Di Indonesia, penelitian belum banyak dilakukan. "Referensi data dari penelitian yang dilakukan NASA," kata Dr.Ir. Budhi Priyanto. MSc., Koordinator Program Balai Teknologi Lingkungan, BPPT. Dari penelitian yang dilakukan NASA, prihal tanaman indoor penyerap polusi, munculbeberapa jenis tanaman yang mampu menyerap racun di udara dalam ruangan, diantaranya tanaman sansevieria, di Indonesia lebih dikenal dengan sebutan lidah mertua.

Sansevieria efektif menyerap benzena, formaldehid, trichloroethylen. Prihal mekanismenya, German National Research Center for Environment and Health melacak jejak senyawa racun di dalam tanaman. Fokus penelitian pada Formaldehid, senyawa racun indoor terbanyak.
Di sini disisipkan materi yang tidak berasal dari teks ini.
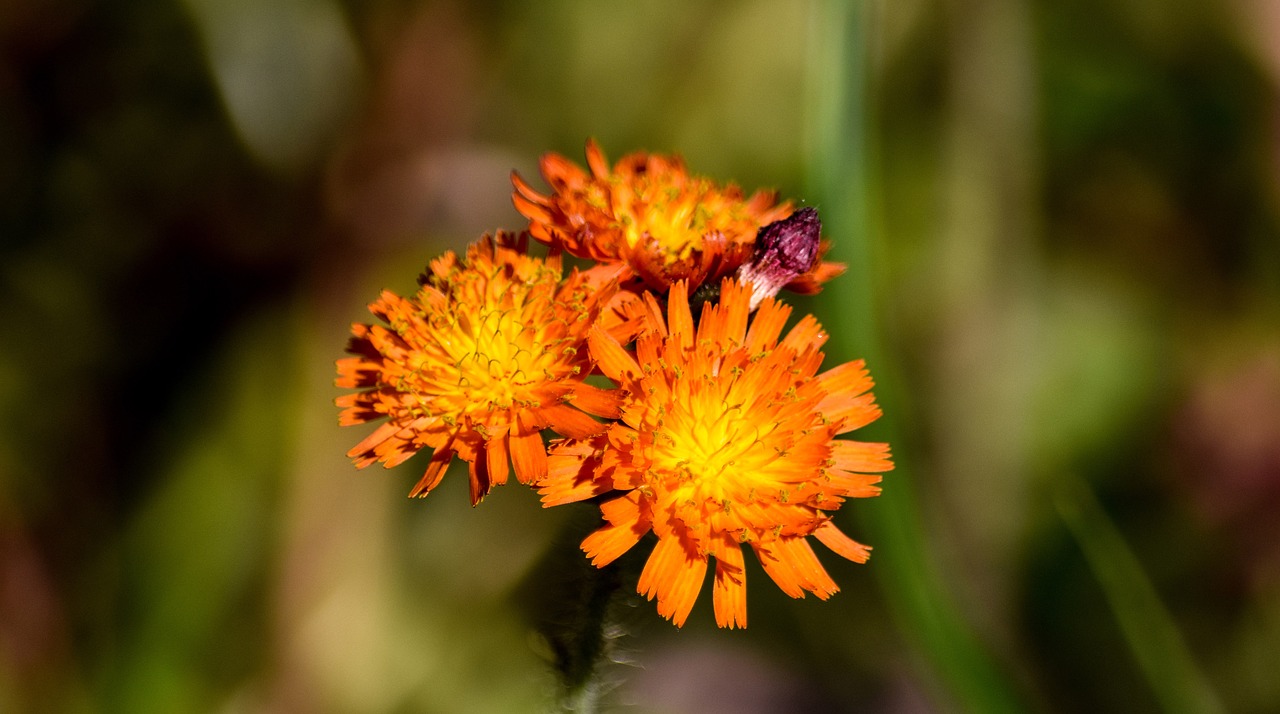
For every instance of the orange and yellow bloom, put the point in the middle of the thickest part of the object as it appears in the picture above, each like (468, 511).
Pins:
(649, 214)
(726, 438)
(478, 364)
(713, 428)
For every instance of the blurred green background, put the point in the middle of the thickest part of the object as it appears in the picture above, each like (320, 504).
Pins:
(1065, 273)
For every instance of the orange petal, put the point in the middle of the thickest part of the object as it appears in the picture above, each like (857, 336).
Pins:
(496, 460)
(792, 564)
(595, 160)
(673, 573)
(848, 380)
(679, 317)
(529, 456)
(612, 360)
(730, 590)
(845, 547)
(434, 471)
(607, 544)
(366, 445)
(850, 413)
(570, 422)
(767, 325)
(595, 401)
(807, 333)
(571, 472)
(480, 483)
(860, 456)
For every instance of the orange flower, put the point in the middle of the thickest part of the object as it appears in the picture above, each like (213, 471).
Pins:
(484, 357)
(727, 436)
(652, 215)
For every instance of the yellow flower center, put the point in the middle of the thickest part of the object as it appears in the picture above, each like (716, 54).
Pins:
(676, 215)
(720, 444)
(497, 347)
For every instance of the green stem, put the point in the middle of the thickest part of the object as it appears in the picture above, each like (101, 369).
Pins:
(844, 188)
(1146, 623)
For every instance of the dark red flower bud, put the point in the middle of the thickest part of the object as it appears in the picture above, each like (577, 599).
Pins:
(784, 250)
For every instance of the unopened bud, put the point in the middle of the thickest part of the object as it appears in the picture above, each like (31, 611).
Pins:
(784, 250)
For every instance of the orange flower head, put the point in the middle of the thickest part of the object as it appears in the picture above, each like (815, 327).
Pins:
(727, 438)
(650, 214)
(487, 355)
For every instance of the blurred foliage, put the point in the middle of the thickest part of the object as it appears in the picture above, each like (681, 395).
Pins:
(1066, 271)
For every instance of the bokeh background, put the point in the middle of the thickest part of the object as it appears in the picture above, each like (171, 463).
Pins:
(1061, 227)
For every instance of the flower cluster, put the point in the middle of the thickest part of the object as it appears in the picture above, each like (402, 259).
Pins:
(716, 428)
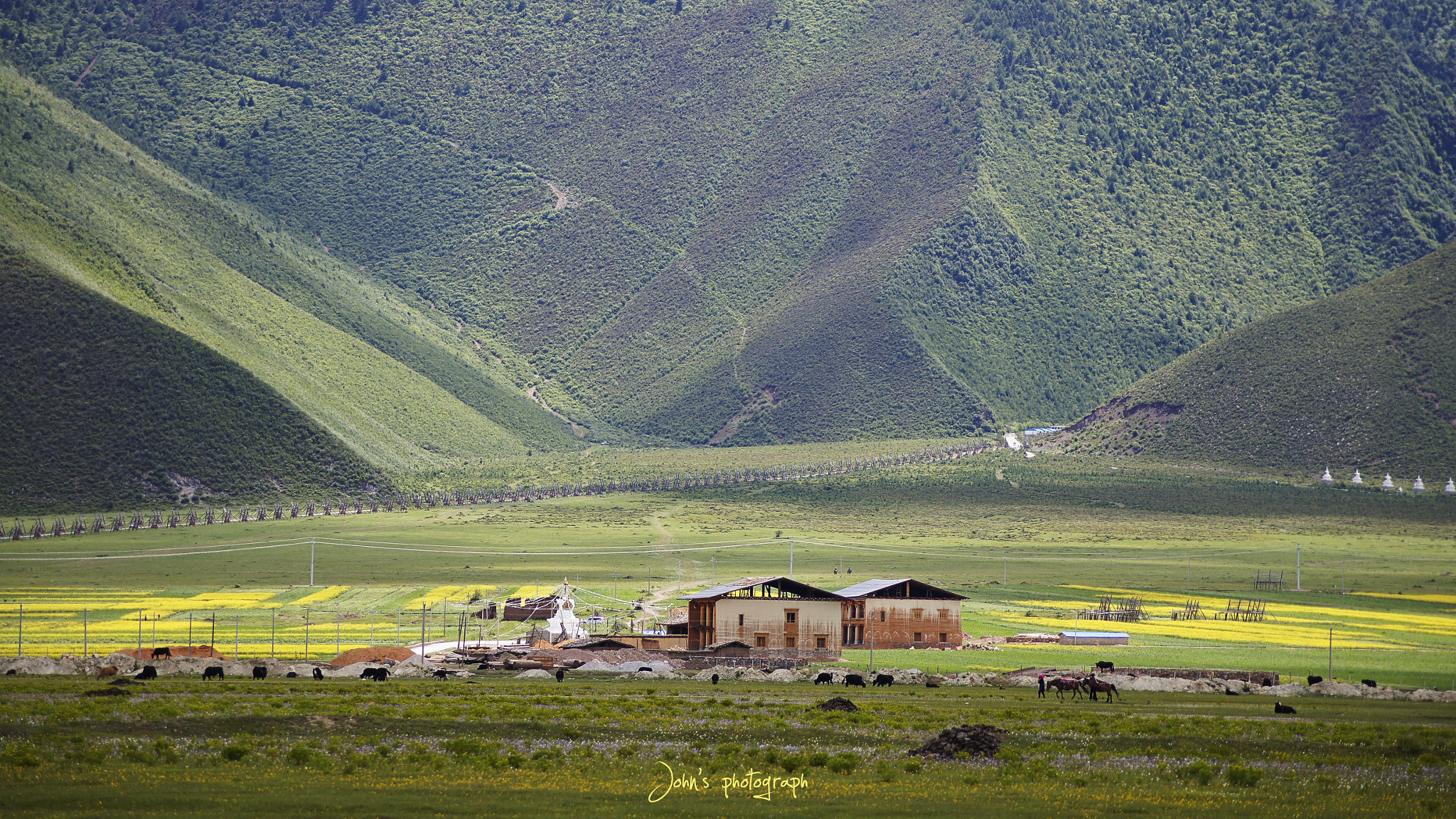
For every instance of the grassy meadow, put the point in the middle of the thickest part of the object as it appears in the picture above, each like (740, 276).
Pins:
(611, 748)
(1028, 542)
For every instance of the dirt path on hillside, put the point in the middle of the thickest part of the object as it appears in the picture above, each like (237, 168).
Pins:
(562, 197)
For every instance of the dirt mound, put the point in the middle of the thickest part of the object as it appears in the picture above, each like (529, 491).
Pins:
(976, 741)
(178, 652)
(372, 656)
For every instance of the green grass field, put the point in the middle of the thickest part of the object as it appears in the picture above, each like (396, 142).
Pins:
(604, 748)
(1057, 531)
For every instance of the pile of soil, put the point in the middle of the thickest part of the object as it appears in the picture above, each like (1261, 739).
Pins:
(976, 741)
(372, 656)
(178, 653)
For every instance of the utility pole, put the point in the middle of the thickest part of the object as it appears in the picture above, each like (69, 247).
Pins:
(871, 637)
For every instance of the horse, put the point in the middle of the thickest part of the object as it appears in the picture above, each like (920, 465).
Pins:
(1097, 685)
(1065, 684)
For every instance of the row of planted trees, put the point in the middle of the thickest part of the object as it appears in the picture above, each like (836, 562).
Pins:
(401, 502)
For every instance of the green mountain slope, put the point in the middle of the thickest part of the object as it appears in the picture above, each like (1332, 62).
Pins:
(1366, 379)
(109, 408)
(393, 384)
(791, 220)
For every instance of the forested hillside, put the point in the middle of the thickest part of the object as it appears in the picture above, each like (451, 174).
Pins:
(798, 220)
(1366, 379)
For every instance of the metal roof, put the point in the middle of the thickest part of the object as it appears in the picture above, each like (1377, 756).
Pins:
(867, 588)
(783, 583)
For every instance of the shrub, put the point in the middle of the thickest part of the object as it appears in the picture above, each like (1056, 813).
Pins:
(21, 754)
(1200, 771)
(1244, 777)
(465, 746)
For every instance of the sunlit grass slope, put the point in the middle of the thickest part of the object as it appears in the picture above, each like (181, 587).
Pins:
(395, 385)
(1366, 378)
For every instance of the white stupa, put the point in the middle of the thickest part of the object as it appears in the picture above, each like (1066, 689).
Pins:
(565, 624)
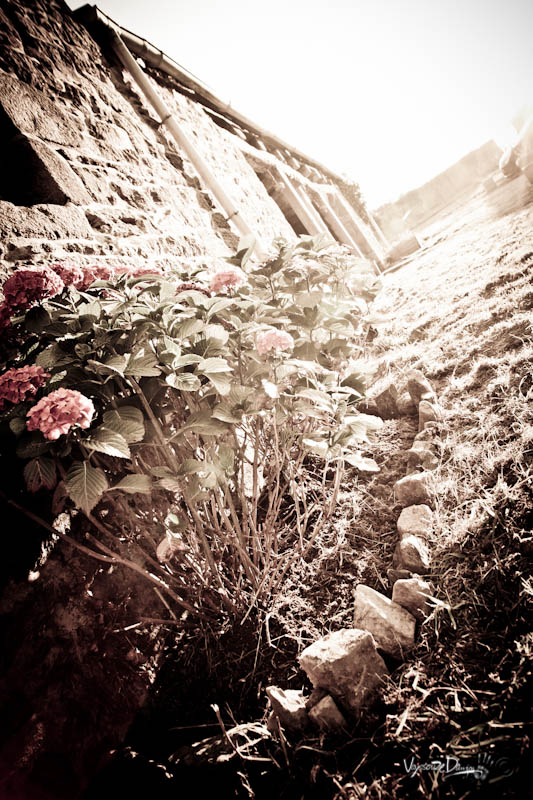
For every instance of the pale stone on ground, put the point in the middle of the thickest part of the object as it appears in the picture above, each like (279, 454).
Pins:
(289, 706)
(412, 594)
(326, 715)
(412, 553)
(386, 403)
(413, 489)
(427, 412)
(418, 385)
(346, 664)
(421, 457)
(397, 575)
(406, 407)
(392, 626)
(417, 520)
Hasil penelitian itu menunjukkan bahwa enzim dalam daun menguraikan senyawa racun menjadi senyawa tak beracun yang bisa dimanfaatkan oleh tanaman itu sendiri. Menurut riset kemampuan menyerap racun sebanyak 0,938 mg/jam. Di dalam tiap helai daun sansevieria terhadap senyawa aktif pregnane glycoside, yaitu zat yang mampu menguraikan zan beracun menjadi senyawa asam organik, gula, dan beberapa asam amino. Beberapa senyawa beracun yang bisa diuraikan di antaranya benzena, kloroform, xylen, formaldeheid dan trichloroetylen. Kloroform adalah senyawa beracun yang menyerang sistem saraf manusia, jantung, hati, paru-paru dan ginjal, melalui sistem pernafasan dan sirkulasi darah. Sebagai tanaman hias indoor, sansevieria bisa mengatasi sick building syndrome, yaitu keadaan ruangan yang tidak sehat akibattingginya konsentrasi gas karbondioksida, zat Nikotin dari asap rokok, dan penggunaan AC dalam ruangan.

image

Satu pot tanaman Sansevieria Trafaciata 'lorentii' dewasa berdaun 4 - 5 helai dapat menyegarkan kembali udara dalam ruangan seluas 20 m2.

Dengan kemampuan ini pula, ibu rumah tangga yang sering beraktifitas di dapur dapat menyegarkan udara dengan menyerap gas karbondioksida dan monoksida sisa pembakaran dari kompor.